As lágrimas escorriam pelo meu rosto, misturando-se com a sujeira. Desespero. Era tudo o que eu sentia. Um desespero frio e profundo. A mulher velha se aproximou, o rosto dela a centímetros do meu.

"É melhor você se comportar", ela sibilou. "Aqui não é a cidade grande. Aqui, quem manda sou eu. Se você não for uma boa esposa pro meu Zé, eu mesma te ensino a ser."

Ela levantou a mão e me deu um tapa no rosto. A ardência me fez gritar mais de surpresa do que de dor. Ela me bateu de novo, e de novo.

"Cala a boca! Ninguém vai te ouvir!"

Eu me encolhi na cama, tentando proteger meu rosto. O Zé apenas observava, com aquele sorriso estúpido no rosto.

"Parem, por favor...", solucei. "Meus pais... eles pagam o que vocês quiserem. Eles têm dinheiro. O dobro do que a Joana pegou. O triplo!"

A velha parou, me olhando com desprezo.

"Dinheiro?", ela riu de novo, aquela risada horrível. "A gente não quer seu dinheiro. A gente comprou uma mulher pro Zé, e é isso que você vai ser. Uma mulher pra cozinhar, lavar e dar filho pra ele. Não tem dinheiro no mundo que pague isso."

Ela me agarrou pelos cabelos, forçando-me a olhar para ela.

"Entendeu agora, sua putinha da cidade? Você não tem mais nome, não tem mais família. Você é nossa agora."

Eles saíram do quarto, trancando a porta por fora. O som da chave girando na fechadura foi o som mais aterrorizante que eu já tinha ouvido. Fiquei ali, chorando em silêncio, o corpo dolorido, o coração em pedaços pela traição. Joana. Minha melhor amiga. Como ela pôde?

Horas se passaram. A luz amarela da lâmpada era a minha única companhia. A dor, a fome e o medo eram meus únicos sentimentos. Mas em meio ao desespero, algo começou a acontecer. Eu olhava pela pequena fresta na janela do quarto. O contorno de uma montanha ao longe... O som de um rio correndo não muito distante... Aquele cheiro de terra molhada misturado com o perfume de uma árvore específica...

Uma árvore de manga. Uma mangueira enorme, que eu conhecia.

Uma sensação estranha começou a se formar no fundo da minha mente. Uma familiaridade incômoda. Eu já tinha visto aquela montanha. Já tinha ouvido aquele rio. Já tinha sentido aquele cheiro.

Forcei minha mente a trabalhar, a atravessar a névoa da droga e do medo. Imagens da minha infância começaram a surgir. Férias de verão, correndo descalça por um quintal enorme. Meu avô, um homem alto e forte de voz grossa, me ensinando a pescar naquele mesmo rio. Minha avó, uma mulher de temperamento forte mas coração enorme, me dando bronca por sujar a roupa de manga.

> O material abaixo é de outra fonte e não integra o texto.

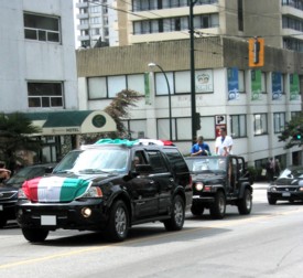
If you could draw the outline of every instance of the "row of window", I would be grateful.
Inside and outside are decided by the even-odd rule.
[[[188,7],[191,0],[132,0],[132,11],[149,11],[149,10],[162,10],[178,7]],[[195,6],[199,4],[213,4],[218,0],[199,0]]]
[[[303,32],[303,20],[283,15],[282,17],[282,28],[293,29],[293,30]]]
[[[23,21],[25,39],[61,43],[59,18],[24,13]]]
[[[292,113],[292,117],[297,115],[297,111]],[[262,136],[269,133],[268,114],[255,114],[253,117],[253,136]],[[285,127],[285,113],[273,113],[273,132],[280,133]],[[247,135],[247,115],[229,115],[230,130],[232,138],[246,138]],[[132,138],[144,137],[147,133],[147,121],[145,119],[127,120],[123,122],[126,129],[129,131]],[[191,140],[192,135],[192,119],[186,118],[172,118],[172,131],[173,140]],[[215,116],[201,117],[201,126],[206,140],[215,140],[216,138],[216,118]],[[158,138],[170,138],[170,119],[163,118],[156,120],[156,136]]]
[[[219,14],[199,14],[194,18],[194,29],[219,26]],[[133,22],[133,34],[152,34],[173,31],[188,31],[188,17],[142,20]]]
[[[282,6],[291,6],[295,9],[303,10],[303,0],[281,0]]]
[[[28,83],[28,100],[29,107],[39,108],[63,108],[64,97],[63,97],[63,83]]]
[[[166,82],[166,78],[167,82]],[[154,74],[154,89],[156,96],[163,95],[178,95],[178,94],[190,94],[191,93],[191,72],[165,72]],[[281,74],[277,76],[280,79],[281,93],[285,93],[285,84],[288,81],[286,74]],[[261,73],[261,93],[266,94],[268,92],[267,85],[267,73]],[[245,71],[238,71],[238,92],[246,92],[246,77]],[[196,93],[213,93],[214,92],[214,73],[213,70],[196,70],[195,71],[195,87]],[[169,86],[170,92],[169,92]],[[270,84],[272,85],[272,84]],[[89,99],[102,99],[102,98],[113,98],[116,95],[123,89],[132,89],[140,94],[145,93],[147,78],[145,74],[134,74],[134,75],[118,75],[118,76],[102,76],[102,77],[89,77],[87,78],[88,86],[88,98]]]
[[[283,47],[296,52],[303,52],[303,42],[293,38],[283,38]]]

A mangueira. O rio. A montanha.

Não podia ser.

Era impossível.

Mas era. Eu estava na vila onde meus avós moravam. A vila que eu não visitava há anos, desde que eles se mudaram para a casa principal e meus pais se concentraram na minha educação na cidade. A vila onde minha família era, basicamente, a lei.

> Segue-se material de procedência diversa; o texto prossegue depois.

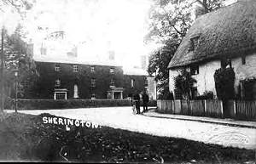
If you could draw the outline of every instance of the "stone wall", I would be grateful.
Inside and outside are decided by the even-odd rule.
[[[55,65],[61,71],[55,71]],[[36,62],[40,77],[35,89],[35,99],[53,99],[55,82],[61,80],[60,88],[67,89],[67,99],[73,98],[74,85],[78,85],[79,99],[90,99],[96,94],[96,99],[107,99],[110,82],[113,78],[116,87],[123,87],[123,70],[120,66],[93,65],[95,72],[90,72],[90,65],[77,65],[67,63]],[[73,66],[79,67],[78,72],[73,72]],[[114,68],[114,73],[110,73],[110,68]],[[96,87],[90,85],[91,79],[96,79]]]

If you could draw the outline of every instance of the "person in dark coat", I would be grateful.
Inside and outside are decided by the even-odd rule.
[[[149,97],[147,94],[146,92],[143,93],[143,112],[147,112],[148,111],[148,103],[149,101]]]
[[[135,106],[137,110],[137,114],[141,114],[141,110],[140,110],[140,95],[137,93],[133,96],[133,99],[135,101]]]

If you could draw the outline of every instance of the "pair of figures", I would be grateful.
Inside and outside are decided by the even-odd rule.
[[[140,110],[140,94],[139,93],[135,93],[133,95],[133,100],[135,104],[135,108],[137,110],[137,114],[141,114],[141,110]],[[143,94],[143,112],[147,112],[148,111],[148,103],[149,98],[148,95],[144,92]]]

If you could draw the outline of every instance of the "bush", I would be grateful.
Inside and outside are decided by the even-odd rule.
[[[143,104],[142,104],[143,105]],[[130,106],[129,99],[18,99],[18,110],[49,110],[90,107]],[[156,100],[150,100],[148,106],[156,106]],[[5,100],[5,109],[14,110],[15,100]]]
[[[212,91],[206,91],[202,95],[196,96],[195,99],[213,99],[213,93]]]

Um arrepio percorreu meu corpo, mas desta vez não era de medo. Era algo diferente. Uma faísca. A mulher velha disse que eu não tinha família. Ela não podia estar mais enganada.

Eu não era uma órfã qualquer.

Eu era a neta de Sebastião e Clara.

Eles iriam pagar. Todos eles. A família do Zé. E principalmente, Joana. A raiva começou a queimar dentro de mim, mais quente e mais forte que o medo. Eles me venderam para o único lugar no mundo onde eu não era uma vítima. Eles me venderam para o meu próprio território.

O choro parou. Eu sequei meu rosto com as costas da mão suja. Respirei fundo. O jogo tinha virado. Eles só não sabiam ainda.